A few other slight adventures, and ... I knew I shouldn't. I knew he only wanted a friend, and in fact, he may even have told me so. I don't remember. But I convinced myself that I wasn't sure. I was too committed to the possibility, to the potential story that maybe he did love me.
So one night, when we were at my house, sitting on the sofa, I just reached out and put my hand on his knee and then quickly withdrew it. Matt excused himself shortly after that. Instead of hugging goodbye as we had been doing, he only waived.
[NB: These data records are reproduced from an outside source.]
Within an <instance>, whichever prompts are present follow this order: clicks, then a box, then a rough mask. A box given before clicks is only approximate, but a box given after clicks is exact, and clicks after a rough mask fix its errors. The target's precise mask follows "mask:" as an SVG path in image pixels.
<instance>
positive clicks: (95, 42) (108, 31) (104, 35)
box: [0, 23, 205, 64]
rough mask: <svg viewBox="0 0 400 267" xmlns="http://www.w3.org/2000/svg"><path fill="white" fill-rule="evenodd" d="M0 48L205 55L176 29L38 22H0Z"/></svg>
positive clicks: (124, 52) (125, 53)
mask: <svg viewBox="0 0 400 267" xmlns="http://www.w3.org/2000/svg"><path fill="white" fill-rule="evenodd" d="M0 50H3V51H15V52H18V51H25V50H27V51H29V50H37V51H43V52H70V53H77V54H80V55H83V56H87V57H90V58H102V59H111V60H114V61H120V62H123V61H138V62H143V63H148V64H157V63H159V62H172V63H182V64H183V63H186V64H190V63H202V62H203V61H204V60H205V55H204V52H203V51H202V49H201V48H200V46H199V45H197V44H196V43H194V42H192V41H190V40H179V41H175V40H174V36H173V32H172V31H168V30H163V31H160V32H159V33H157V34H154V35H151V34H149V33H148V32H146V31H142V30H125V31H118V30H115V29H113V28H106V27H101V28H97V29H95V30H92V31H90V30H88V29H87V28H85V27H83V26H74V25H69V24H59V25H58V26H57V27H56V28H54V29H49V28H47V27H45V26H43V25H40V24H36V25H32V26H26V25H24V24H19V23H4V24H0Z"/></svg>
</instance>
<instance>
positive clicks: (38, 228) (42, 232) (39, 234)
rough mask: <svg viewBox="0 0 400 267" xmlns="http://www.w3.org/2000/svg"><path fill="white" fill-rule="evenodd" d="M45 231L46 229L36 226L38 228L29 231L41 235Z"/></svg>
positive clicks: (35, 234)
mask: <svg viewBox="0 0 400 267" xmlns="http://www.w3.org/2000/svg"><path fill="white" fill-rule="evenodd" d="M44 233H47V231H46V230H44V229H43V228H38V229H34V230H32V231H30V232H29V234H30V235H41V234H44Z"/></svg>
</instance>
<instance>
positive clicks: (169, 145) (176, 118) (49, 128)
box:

The next day, I tried to call, and the number had been disconnected.
"It's been disconnected?" Chris said. "What did you do?"
"I didn't do anything."
"Call his number."
I did. "'We're sorry. The number you are trying to reach is no longer in service. Message Fifty-Two."
Chris laughed. "Have you called fifty-two times, Will? Is that what that's about?"
I saw Matt only once after that when I was with a group at Gordon Birscht, but he pretended not to see me.

I suppose that's kind of appropriate since unrequited love is all about willful blindness. It's a stage-four infatuation where there's not only some temporary physical attraction that will disappear as soon as the other person opens their mouth but a personality that seems to compliment yours. And so you construct a story with an inherently faulty narrator, with a huge perception discrepancy by definition but a universality as well.
Except Nick is just a poor boyfriend choice. If you don't agree with that, you are just plain wrong, and there is nothing I can do for you.

2 comments:

KT said...

You also can't spell "unrequited" without "Ted." That might mean something.

Will said...

I think it means falling in love with someone named "Ted" is just doomed to failure.